Seorang peneliti di Balai Pengkajian Teknologi Pertanian atau BPTP Bali, Ir. Suprio Guntoro, menemukan kopi luwak probiotik. Selain jumlah produksi bubuk kopi tidak terbatas, kopi luwak probiotik dipercaya akan melindungi populasi luwak.
Pada proses produksi kopi luwak secara alami, bubuk kopi diperoleh dari biji kopi yang digiling setelah dijemur dan disangrai. Uniknya, biji kopi itu sebelumnya diperoleh lewat proses pencernaan alami binatang luwak (Paradoxurus hermaphroditus) yang memakan buah kopi. Sementara itu, pada kopi luwak probiotik temuan Guntoro, biji kopi dihasilkan dari buah kopi matang yang dipetik dan dipilih, lalu difermentasikan secara khusus dengan mikroba probiotik dari usus halus dan usus buntu binatang luwak. Sangat berbeda dengan proses alaminya.
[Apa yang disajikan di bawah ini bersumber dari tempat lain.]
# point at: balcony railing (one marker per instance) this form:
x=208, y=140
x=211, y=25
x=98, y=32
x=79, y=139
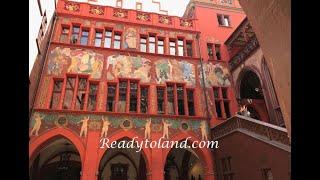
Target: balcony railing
x=126, y=15
x=264, y=130
x=243, y=54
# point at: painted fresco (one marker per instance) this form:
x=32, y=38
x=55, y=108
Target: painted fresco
x=120, y=66
x=173, y=70
x=130, y=38
x=108, y=125
x=63, y=60
x=215, y=75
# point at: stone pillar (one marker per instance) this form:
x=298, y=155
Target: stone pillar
x=271, y=22
x=153, y=99
x=89, y=169
x=157, y=164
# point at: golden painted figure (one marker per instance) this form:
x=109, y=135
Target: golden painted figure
x=203, y=129
x=37, y=124
x=105, y=127
x=84, y=127
x=147, y=129
x=166, y=126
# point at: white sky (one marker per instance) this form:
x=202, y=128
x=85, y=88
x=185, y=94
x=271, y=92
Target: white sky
x=174, y=8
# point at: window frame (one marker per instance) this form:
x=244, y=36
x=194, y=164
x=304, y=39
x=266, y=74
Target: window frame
x=222, y=100
x=223, y=17
x=65, y=34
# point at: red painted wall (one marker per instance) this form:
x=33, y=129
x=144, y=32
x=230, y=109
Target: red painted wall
x=262, y=155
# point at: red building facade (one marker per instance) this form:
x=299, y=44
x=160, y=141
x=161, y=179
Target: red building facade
x=108, y=71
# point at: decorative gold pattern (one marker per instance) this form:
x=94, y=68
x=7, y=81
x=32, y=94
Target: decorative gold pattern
x=120, y=13
x=186, y=23
x=143, y=16
x=71, y=6
x=96, y=10
x=61, y=121
x=165, y=20
x=126, y=124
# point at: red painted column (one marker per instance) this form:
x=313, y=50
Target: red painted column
x=157, y=164
x=89, y=169
x=152, y=99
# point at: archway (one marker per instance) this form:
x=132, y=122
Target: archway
x=122, y=164
x=251, y=93
x=273, y=106
x=183, y=164
x=57, y=159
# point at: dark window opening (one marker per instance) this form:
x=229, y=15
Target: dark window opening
x=122, y=96
x=160, y=46
x=172, y=46
x=64, y=34
x=189, y=48
x=117, y=41
x=92, y=100
x=107, y=38
x=160, y=100
x=111, y=97
x=218, y=109
x=133, y=96
x=170, y=97
x=190, y=102
x=98, y=39
x=224, y=93
x=180, y=94
x=218, y=53
x=210, y=50
x=143, y=44
x=75, y=34
x=56, y=93
x=226, y=109
x=144, y=100
x=152, y=44
x=84, y=37
x=69, y=92
x=180, y=47
x=216, y=93
x=81, y=94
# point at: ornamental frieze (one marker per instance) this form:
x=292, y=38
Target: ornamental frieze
x=107, y=125
x=165, y=19
x=143, y=16
x=120, y=13
x=186, y=23
x=71, y=6
x=96, y=10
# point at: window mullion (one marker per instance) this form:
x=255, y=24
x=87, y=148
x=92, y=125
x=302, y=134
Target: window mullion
x=128, y=97
x=86, y=96
x=75, y=93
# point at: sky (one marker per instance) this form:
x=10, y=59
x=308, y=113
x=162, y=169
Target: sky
x=174, y=8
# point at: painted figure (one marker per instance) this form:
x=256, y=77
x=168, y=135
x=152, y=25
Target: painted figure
x=84, y=127
x=166, y=126
x=244, y=111
x=147, y=130
x=105, y=127
x=37, y=124
x=131, y=38
x=203, y=129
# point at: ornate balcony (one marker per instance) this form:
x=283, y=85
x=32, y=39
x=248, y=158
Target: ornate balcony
x=108, y=13
x=44, y=120
x=264, y=131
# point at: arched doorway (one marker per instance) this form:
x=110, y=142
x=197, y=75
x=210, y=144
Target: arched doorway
x=251, y=93
x=58, y=159
x=122, y=164
x=183, y=164
x=272, y=104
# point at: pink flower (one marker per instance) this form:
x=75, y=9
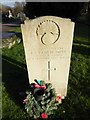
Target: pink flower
x=38, y=86
x=44, y=115
x=59, y=99
x=25, y=101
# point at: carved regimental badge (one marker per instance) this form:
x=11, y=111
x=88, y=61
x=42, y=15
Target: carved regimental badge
x=48, y=32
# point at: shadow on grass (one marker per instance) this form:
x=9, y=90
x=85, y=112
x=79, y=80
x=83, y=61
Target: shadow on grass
x=15, y=78
x=82, y=30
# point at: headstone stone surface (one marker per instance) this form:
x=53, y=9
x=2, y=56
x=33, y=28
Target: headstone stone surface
x=48, y=44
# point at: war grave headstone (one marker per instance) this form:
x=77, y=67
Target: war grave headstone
x=48, y=44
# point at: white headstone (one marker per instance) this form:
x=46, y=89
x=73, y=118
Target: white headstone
x=48, y=44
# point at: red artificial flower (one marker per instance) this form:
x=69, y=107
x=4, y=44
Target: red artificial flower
x=44, y=115
x=25, y=101
x=38, y=86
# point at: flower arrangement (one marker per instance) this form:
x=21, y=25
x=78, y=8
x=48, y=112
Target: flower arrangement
x=41, y=100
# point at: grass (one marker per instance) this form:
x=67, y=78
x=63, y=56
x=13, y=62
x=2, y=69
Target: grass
x=76, y=105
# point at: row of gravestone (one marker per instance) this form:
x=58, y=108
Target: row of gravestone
x=48, y=43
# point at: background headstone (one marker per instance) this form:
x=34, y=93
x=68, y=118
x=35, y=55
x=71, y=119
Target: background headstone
x=48, y=44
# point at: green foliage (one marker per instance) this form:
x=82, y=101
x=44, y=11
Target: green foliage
x=46, y=105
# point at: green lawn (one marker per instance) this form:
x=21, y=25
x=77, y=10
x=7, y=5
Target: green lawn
x=76, y=105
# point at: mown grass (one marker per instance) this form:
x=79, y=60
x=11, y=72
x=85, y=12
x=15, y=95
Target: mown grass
x=76, y=105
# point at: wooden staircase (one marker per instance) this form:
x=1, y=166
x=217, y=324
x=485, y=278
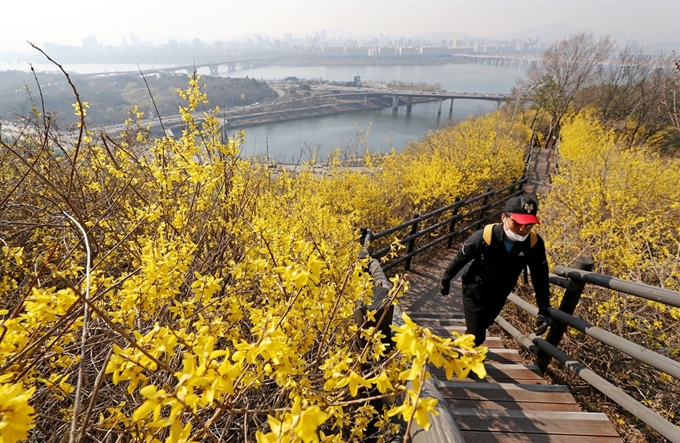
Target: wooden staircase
x=514, y=403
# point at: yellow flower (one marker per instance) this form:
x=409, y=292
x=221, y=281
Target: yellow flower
x=16, y=415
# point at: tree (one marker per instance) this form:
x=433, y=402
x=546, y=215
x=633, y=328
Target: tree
x=630, y=97
x=567, y=67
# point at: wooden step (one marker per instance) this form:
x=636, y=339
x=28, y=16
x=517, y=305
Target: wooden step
x=496, y=423
x=493, y=437
x=503, y=373
x=503, y=396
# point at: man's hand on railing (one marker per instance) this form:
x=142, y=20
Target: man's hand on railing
x=542, y=321
x=444, y=288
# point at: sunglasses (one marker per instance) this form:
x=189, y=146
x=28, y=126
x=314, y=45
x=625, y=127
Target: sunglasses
x=520, y=226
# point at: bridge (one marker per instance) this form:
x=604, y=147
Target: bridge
x=247, y=116
x=397, y=96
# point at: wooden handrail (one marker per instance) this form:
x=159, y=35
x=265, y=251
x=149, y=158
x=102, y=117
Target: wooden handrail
x=575, y=279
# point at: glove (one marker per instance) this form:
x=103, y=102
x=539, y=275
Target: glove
x=542, y=321
x=444, y=287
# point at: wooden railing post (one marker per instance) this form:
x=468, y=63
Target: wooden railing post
x=412, y=243
x=452, y=225
x=568, y=305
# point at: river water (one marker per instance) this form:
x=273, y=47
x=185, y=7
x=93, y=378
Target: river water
x=294, y=140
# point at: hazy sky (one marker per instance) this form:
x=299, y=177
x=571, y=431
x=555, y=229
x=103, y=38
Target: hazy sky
x=156, y=21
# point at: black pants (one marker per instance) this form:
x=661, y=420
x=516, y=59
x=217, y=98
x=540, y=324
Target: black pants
x=480, y=312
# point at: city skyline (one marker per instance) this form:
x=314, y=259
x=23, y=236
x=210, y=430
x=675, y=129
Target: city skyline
x=151, y=22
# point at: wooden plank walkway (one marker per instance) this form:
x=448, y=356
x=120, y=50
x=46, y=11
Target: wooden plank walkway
x=514, y=403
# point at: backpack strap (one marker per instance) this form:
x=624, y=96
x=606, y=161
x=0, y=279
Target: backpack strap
x=488, y=233
x=533, y=238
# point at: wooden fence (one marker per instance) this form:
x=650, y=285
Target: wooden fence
x=423, y=232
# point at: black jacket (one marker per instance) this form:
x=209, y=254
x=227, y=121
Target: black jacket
x=494, y=271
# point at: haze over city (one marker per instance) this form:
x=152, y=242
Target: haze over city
x=652, y=22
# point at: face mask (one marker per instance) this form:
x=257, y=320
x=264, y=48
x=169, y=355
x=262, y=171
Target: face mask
x=515, y=237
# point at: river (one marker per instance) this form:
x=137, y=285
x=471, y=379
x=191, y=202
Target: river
x=291, y=141
x=294, y=140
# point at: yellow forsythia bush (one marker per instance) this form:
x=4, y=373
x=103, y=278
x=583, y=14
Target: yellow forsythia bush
x=620, y=206
x=161, y=290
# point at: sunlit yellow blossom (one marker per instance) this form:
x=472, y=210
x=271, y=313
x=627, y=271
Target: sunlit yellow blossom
x=16, y=414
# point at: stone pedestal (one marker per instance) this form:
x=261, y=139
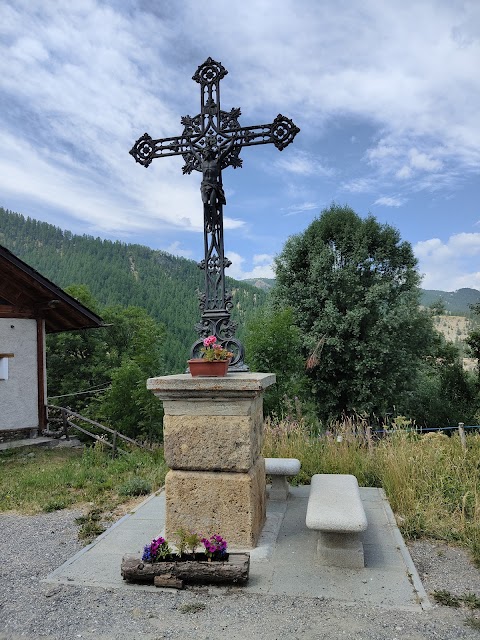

“Jadi, kopi luwak probiotik ini dihasilkan dengan mengadopsi proses pencernaan binatang luwak. Mikroba probiotik itu adalah hasil dari isolasi mikroba di usus halus dan usus buntu luwak. Mikroba probiotik itu kami pastikan tidak mengandung mikroba yang bersifat patogen atau penyakit,” – Guntoro. Dia memastikan proses isolasi mikroba itu dilakukan dengan bahan alami alias tanpa melibatkan bahan-bahan kimia.
Dengan demikian, lewat kopi luwak probiotik ini, kopi luwak dapat diproduksi berdasar kebutuhan dan tidak terbatas pada jumlah luwak atau kemampuan konsumsi luwak sebagaimana pada umumnya. Bubuk kopi luwak pada umumnya berharga relatif mahal, yakni Rp 1 juta-Rp 1,5 juta per kilogram. Kopi luwak juga menjadi andalan ekspor kopi bagi Indonesia.
“Kopi luwak probiotik juga melindungi populasi binatang luwak itu sendiri. Karena besarnya permintaan pada kopi luwak, pada umumnya kopi itu dihasilkan dengan cara menernakkan binatang luwak. Sekitar 10-30 persen dari luwak yang diternakkan itu mati atau lepas sehingga pasti akan memengaruhi populasinya,” – Guntoro.
Menurut Guntoro, dari segi rasa dan kenikmatannya, kopi luwak probiotik ini juga hampir sama dengan kopi luwak yang dihasilkan secara normal. Bahkan, dari pengakuan para penikmat kopi, cita rasa kopi luwak probiotik ini lebih lembut tetapi memiliki aroma kopi yang lebih kuat.
Guntoro mengaku, penelitian atas kopi luwak itu dilakukan secara swadaya sejak tiga tahun silam. Saat ini penemuan itu sedang dalam proses pematenan yang didaftarkan melalui Balai Pengelola Alih Teknologi Pertanian di Bogor yang berada di bawah koordinasi Badan Litbang Pertanian Kementerian Pertanian. Bersamaan dengan proses itu, Pusat Penelitian Kopi dan Kakao, Jember, Jawa Timur, juga melakukan pengujian atas data ilmiah penelitian Guntoro.